(Photo by Ted Eytan)

(Photo by Ted Eytan)

Ward 1 Councilmember Brianne Nadeau has an extra nameplate sitting on her desk in the John A. Wilson Building. The small black sign has Congressman Jason Chaffetz’s name etched on it.

If the Utah congressman and head of the House Oversight Committee is going to act like a local legislator, several councilmembers say, they’ll start treating him like one.

“If he’s going to interfere, he should know how it works here,” Nadeau says.

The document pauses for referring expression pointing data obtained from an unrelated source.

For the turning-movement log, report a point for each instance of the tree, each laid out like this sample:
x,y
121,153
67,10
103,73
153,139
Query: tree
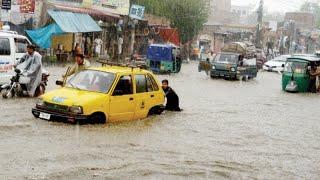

She sent Chaffetz a letter last week inviting him to upcoming performance oversight hearings given his “interest in managing the affairs of the District of Columbia.”

Chaffetz’s most recent move is an attempt to block D.C.’s Death With Dignity bill, which allows doctors to prescribe life-ending drugs to terminally ill patients. The House mark-up over the disapproval resolution—a rarely successful method of blocking D.C. laws that we’ll almost certainly see invoked more often with Republicans controlling both houses of Congress and the White House—is scheduled for Monday.

It is the latest in a long line of GOP attacks on D.C.’s autonomy, including policies on abortion, gun control, and discrimination. In years past, Chaffetz has personally gone after D.C.’s medical marijuana program (redundantly) and same-sex marriage.

There’s no senator representing Washingtonians on the Hill and D.C. Delegate Eleanor Holmes Norton does not get a floor vote, leaving our elected leaders with their hands tied.

In inviting Chaffetz to the Wilson Building—where he can use the nameplate that Nadeau personally purchashed—the Ward 1 representative offered to take his seat on the oversight committee. “If it would be helpful, I am happy to serve in the same capacity on your Congressional oversight committee so that residents of the District can have additional, though still unequal, representation,” she wrote in her letter. “It seems only fair, as the District sends the federal government more tax revenue than Utah (more than 21 states, actually) but has no say in how it’s spent.”

Ward 3’s Mary Cheh followed suit a few days later, inviting Chaffetz to sit in on Committee on Transportation and the Environment hearings.

Meanwhile Charles Allen recently called Chaffetz’s office to say his trash hadn’t been picked up, and encouraged others to take their complaints directly to the city’s Congressional overseers. After dozens of Washingtonians dialed in, the Utah representatives changed his office’s phone options to a recording.

The invitations, gentle trolling, and flood of phone calls from angry Washingtonians have not escaped Chaffetz’s notice.

When shown the nameplate by a Washington Post reporter, he took it in stride. “That’s pretty funny. I’m glad they spelled my name right,” Chaffetz told Mike Debonis. “I’m going to show up for a meeting. … I’d like a vote. I’d get one anyway, so you might as well take it now.”

Nadeau says that Chaffetz’s chief of staff responded to the letter and is looking at his schedule to possibly participate in a Council hearing.

Still, there isn’t uniformity among the 13-member D.C. Council as to how to go about fighting Chaffetz and the rest of the GOP’s incursion into local governance. At a breakfast meeting earlier this week, Chairman Phil Mendelson resisted calls for a coordinated strategy.

In a follow up, a spokesperson said “he was not against unity—that was probably the wrong choice of words.” Rather, the chairman is against “uniformity.”

“I don’t want this to work in the sense that Councilmembers MUST go through me,” Mendelson said in an emailed statement. “I disagree with the suggestion that everything should filter through a gatekeeper or be dictated through one person, as opposed to individuals feeling empowered to be creative on their own and to share their ideas.”

Several councilmembers have already been collaborating, including on a coordinated “adopt a rep” social media campaign.

Individually, Ward 3’s Mary Cheh is asking residents to call Republican congressmen in states that have Death With Dignity laws. Allen has organized a #HandsOffDC meeting on Monday in Ward 6 that more than 1,000 people plan to attend. For her part, Nadeau is organizing a “Telephone Town Hall” on Wednesday night that Ward 1 residents can call into to learn “how District residents can resist federal interference with our laws and values.”

The persistent attacks have not escaped notice in Utah.

Republican Damian Kidd announced a bid last week to unseat Chaffetz in the 2018 primary for Utah’s Third Congressional District. He’s already begun attacking the congressman for meddling in D.C.’s affairs and asking residents for feedback.

Nadeau also says that she has been in contact with Republican state senators, whom she declined to name so they could do their work in peace, “to get the message that they prefer [Chaffetz] pay attention to the work his constituents have elected him to do.”